А тогда к осени в городе вышли недостачи во всем, недовольства и большие людские передвижения, вынудившие Марью Гавриловну без возражений последовать уговорам горничной сохранить себя, переселившись в места, которые по описаниям покинувшей их в пятилетнем возрасте Груши, соединяли в себе достоинства Земли Аввалон и Садов Гесперид.

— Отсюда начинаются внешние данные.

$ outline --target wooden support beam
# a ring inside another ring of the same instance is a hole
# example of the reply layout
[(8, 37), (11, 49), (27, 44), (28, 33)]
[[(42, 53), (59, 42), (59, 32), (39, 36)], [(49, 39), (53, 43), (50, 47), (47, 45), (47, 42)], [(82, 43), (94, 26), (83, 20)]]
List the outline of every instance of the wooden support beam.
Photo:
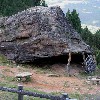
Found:
[(67, 63), (67, 66), (66, 66), (66, 71), (67, 71), (67, 74), (69, 75), (70, 74), (70, 62), (71, 62), (71, 52), (69, 52), (68, 54), (69, 58), (68, 58), (68, 63)]
[(84, 66), (85, 66), (85, 54), (84, 54), (84, 52), (82, 52), (82, 55), (83, 55), (83, 64), (84, 64)]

Именно тогда приютила Марью Гавриловну понурая и лысая деревня, в которой из-за неминучих картофельных огородов было видно во все унылые концы света. Вполне поддаваясь исчерпывающему изображению при помощи всего трех карандашных линий и двух цветовых пятен, видом своим деревушка предрасполагала к зрительному воздержанию; население тоже, впрочем, было ко всему внешнему глубоко безразлично, потому что в мыслях много о себе воображая, с истязательным смирением трепетало над собственной худобой. Три или четыре накрепко усвоенные привычки легли в основу равнодушного поведения жителей деревни, поставивших перед собой темную цель длить жизнь. Но по этим самым причинам посвятившая себя ожиданию задумчивая докторская жена удачно вписалась в картину.